Australia Whistleblower Loses Job After Speaking Out On Refugee Camps (G.)

The trauma specialist who condemned the treatment of asylum seekers and refugees in Australia’s offshore detention regime as the worst “atrocity” he has seen has had his contract to work on Nauru terminated. Psychologist Paul Stevenson, whom the Australian government awarded an Order of Australia for his work counselling victims of the Bali bombings, had undertaken 14 deployments to Nauru and to Manus Island in Papua New Guinea. He was due to return to Nauru on Thursday. But after he spoke publicly to the Guardian about his experiences working within Australia’s offshore detention regime – describing conditions in the camps as “demoralising … and desperate” – he was told his contract had been summarily cancelled.

PsyCare, the company through which he was employed to provide counselling to guards working in offshore detention, informed him by email his employment had been terminated.
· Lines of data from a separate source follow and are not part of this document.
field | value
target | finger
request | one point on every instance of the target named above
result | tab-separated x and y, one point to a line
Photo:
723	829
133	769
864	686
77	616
Stevenson said the news was not unexpected. “But the public needs to hear about the consequences people face for speaking out, and to understand the level they go to in minimising access.” [..] The Border Force Act gives the Australian government the power to jail, for up to two years, anybody employed by the department or its contractors who speaks publicly about conditions inside the offshore detention regime, including doctors advocating for better healthcare, or other workers exposing sexual and physical abuse of detainees.